I contratti sono part-time ma il lavoro e full-time. E questo avviene quasi a tappeto nelle gelaterie, bar, ristoranti, panifici, paninerie e negozi in genere, oltre che nelle campagne. Un’evasione diffusa e una condizione di sfruttamento grave in un’epoca che nega la verità incontrovertibile anche dal punto di vista sociale. Sono i nuovi schiavi. Si scopre poi che le commesse sono costrette spesso a cedere alle pretese sessuali di titolari e direttori, per non perdere l’unico posto di lavoro trovato.
Uno sfruttamento del lavoro che sottopone i lavoratori a condizioni assolutamente dure, rispetto alla quantità e qualità del lavoro prestato oltre alla costante minaccia di licenziamento. I controlli mirati al contrasto dell’illegalità diffusa, non danno i risultati sperati e solo una piccola parte viene scoperta. All’arrivo dei controllori, un campanello suona e quelli che lavorano in nero scappano, mentre gli altri sono stati “addestrati” a raccontare bugie, pena il licenziamento.

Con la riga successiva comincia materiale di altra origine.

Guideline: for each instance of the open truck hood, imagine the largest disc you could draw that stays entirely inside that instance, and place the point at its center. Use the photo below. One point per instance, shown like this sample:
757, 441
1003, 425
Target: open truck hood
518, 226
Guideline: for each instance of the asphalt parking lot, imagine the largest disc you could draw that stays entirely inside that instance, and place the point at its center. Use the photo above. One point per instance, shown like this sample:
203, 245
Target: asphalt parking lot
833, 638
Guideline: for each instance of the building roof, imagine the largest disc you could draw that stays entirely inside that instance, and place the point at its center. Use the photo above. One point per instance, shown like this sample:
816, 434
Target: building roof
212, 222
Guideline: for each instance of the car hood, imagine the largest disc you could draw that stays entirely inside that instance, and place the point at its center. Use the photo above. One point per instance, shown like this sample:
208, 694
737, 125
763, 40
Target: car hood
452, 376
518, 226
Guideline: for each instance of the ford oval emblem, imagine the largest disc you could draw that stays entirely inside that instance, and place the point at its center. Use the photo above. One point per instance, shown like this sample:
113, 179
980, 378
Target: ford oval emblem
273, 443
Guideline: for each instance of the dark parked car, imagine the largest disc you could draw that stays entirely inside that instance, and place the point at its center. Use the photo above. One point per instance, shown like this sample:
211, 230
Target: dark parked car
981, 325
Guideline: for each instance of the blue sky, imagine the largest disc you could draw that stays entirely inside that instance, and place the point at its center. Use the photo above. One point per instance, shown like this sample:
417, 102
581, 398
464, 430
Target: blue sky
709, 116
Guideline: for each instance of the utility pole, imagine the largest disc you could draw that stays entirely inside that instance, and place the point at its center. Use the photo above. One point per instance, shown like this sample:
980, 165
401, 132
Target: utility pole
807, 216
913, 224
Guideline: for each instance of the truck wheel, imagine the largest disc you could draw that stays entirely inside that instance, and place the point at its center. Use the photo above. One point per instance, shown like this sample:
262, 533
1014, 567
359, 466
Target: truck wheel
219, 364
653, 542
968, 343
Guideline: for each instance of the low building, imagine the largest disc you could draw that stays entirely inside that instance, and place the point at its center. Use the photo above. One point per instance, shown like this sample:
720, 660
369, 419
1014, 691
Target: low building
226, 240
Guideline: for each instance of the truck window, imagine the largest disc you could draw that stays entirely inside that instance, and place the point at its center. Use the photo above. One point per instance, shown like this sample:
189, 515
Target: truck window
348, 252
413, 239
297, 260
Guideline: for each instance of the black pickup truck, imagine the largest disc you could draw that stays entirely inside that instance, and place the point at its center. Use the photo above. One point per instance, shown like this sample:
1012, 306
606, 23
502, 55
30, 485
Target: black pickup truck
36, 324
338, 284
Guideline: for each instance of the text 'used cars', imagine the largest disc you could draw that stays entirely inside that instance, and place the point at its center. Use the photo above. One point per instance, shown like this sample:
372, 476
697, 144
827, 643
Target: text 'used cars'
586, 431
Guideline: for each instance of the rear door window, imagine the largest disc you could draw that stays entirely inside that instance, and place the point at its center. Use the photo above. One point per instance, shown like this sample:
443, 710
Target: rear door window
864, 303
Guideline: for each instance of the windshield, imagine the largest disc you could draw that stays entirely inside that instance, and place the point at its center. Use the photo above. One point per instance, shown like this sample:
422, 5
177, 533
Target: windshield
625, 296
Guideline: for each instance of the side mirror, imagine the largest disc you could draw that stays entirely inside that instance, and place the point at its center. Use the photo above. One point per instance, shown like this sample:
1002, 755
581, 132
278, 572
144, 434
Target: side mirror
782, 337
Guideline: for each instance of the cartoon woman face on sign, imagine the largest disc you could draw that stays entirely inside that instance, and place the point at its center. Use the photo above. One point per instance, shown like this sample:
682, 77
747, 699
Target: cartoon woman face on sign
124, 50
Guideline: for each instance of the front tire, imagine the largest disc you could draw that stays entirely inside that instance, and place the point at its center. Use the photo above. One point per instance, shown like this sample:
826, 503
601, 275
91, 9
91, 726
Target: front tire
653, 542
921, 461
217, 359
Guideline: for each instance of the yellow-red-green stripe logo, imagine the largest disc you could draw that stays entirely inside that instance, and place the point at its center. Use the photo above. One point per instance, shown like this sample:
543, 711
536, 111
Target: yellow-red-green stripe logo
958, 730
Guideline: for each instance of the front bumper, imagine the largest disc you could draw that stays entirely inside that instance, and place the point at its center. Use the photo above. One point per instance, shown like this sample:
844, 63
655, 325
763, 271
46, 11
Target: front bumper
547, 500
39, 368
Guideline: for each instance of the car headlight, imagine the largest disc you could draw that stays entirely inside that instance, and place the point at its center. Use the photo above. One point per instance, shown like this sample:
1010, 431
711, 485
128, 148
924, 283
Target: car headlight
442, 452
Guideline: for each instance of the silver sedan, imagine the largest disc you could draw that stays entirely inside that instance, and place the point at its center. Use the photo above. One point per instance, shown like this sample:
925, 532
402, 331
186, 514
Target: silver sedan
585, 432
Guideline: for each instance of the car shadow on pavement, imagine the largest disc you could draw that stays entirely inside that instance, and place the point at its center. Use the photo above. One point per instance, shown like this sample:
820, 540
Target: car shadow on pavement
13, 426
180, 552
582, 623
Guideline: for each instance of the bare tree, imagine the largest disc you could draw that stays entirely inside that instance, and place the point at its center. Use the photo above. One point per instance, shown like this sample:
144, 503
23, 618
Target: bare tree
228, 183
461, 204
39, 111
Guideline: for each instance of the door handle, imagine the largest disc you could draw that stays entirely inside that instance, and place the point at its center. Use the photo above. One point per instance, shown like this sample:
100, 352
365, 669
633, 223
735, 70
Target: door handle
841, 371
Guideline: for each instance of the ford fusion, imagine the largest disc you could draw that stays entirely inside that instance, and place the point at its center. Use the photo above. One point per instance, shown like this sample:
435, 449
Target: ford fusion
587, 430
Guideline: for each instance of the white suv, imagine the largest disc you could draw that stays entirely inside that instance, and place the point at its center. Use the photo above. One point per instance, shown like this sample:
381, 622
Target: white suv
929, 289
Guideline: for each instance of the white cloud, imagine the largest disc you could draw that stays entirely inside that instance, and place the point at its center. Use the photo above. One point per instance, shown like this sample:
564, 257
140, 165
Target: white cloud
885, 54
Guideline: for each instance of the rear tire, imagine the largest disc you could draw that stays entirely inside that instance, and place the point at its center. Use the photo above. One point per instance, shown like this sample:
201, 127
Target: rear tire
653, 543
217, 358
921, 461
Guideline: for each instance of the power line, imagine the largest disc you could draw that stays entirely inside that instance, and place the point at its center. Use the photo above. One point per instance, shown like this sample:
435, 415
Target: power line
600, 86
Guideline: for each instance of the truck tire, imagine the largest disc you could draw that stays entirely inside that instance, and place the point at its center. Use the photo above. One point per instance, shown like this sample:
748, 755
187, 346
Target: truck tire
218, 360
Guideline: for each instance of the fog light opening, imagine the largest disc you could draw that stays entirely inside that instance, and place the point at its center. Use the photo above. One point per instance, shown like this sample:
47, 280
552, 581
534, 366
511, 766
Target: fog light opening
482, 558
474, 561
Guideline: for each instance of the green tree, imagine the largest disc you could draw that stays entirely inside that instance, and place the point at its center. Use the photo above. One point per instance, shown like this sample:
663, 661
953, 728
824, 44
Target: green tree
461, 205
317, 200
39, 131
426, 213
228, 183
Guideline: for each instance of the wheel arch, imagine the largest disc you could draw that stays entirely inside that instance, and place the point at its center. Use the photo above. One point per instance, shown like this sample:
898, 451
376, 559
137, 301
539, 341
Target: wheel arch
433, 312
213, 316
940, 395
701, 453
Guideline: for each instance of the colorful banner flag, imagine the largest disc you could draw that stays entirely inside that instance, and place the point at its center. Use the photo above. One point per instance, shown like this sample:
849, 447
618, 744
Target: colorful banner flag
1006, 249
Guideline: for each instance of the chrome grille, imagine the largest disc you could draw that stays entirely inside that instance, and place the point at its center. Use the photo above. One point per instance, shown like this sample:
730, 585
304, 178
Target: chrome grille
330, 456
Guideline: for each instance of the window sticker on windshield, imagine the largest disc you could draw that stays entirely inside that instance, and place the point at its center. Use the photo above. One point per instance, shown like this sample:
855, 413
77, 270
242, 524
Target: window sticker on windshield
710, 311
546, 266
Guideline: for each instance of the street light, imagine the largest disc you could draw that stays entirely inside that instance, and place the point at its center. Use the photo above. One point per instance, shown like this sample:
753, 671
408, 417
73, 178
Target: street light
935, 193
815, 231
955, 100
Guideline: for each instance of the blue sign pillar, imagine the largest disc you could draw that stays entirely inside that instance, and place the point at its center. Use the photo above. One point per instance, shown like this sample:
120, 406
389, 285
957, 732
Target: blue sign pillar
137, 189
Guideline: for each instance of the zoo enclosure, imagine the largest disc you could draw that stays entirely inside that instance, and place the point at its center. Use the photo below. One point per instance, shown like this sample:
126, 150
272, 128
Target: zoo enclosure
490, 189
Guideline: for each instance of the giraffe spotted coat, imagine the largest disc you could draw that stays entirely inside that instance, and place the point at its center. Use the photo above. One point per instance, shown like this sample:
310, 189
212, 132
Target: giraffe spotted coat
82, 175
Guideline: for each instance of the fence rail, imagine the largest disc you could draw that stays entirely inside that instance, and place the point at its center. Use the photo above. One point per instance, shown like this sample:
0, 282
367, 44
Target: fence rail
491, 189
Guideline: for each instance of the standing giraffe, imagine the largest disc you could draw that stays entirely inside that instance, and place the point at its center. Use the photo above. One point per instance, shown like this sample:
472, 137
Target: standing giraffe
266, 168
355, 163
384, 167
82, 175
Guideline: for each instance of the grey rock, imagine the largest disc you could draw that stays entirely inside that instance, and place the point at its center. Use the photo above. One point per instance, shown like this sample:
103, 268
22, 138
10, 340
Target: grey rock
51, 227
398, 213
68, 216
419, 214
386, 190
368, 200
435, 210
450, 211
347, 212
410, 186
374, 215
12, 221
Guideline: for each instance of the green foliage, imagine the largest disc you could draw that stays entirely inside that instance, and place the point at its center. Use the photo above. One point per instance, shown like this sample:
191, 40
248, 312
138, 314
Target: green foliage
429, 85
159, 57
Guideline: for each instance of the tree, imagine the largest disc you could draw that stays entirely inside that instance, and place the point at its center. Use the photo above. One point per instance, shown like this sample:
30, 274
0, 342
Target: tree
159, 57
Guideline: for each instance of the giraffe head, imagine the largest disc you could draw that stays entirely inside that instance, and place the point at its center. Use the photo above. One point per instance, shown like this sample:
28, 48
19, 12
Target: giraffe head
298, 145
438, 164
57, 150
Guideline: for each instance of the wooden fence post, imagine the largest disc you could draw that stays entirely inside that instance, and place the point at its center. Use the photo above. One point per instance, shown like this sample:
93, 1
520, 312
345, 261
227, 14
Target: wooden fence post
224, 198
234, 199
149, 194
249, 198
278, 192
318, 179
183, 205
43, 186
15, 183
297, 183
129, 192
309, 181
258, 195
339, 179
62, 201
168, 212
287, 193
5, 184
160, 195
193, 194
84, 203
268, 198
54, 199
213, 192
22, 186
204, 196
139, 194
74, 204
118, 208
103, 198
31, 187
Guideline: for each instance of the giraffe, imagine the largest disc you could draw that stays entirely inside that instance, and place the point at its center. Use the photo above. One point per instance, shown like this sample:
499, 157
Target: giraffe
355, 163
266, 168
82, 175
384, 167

Tra le irregolarità, quella di non garantire in molti casi le condizioni di salubrità sui luoghi di lavoro, oltre a quelle igieniche, così come la presenza dei parenti, come genitori e figli dei commercianti che, senza contratto di lavoro si trovano all’interno del negozio o nel laboratorio a lavorare.
“Diventa difficile denunciare perché difficile è trovare un altro posto di lavoro” – dice Grazia un nome di fantasia per motivi di sicurezza – stanca e con gli occhi abbassati e gonfi per la lunga notte di lavoro a due euro l’ora. Ma la musica per gli altri nuovi schiavi, frustrati e delusi, nella grande e gloriosa città di Siracusa non cambia, come non cambia la musica dello sfruttamento in quasi tutte le altre zone della città. La disperazione impera; il primo desiderio dei nostri giovani è partire in cerca di nuovi traguardi per un lavoro civile e dignitoso.
Per i clienti che pagano in contanti ci sarebbe poi la mancata consegna dello scontrino fiscale. Ma questo si chiama evasione in danno a tutta la collettività.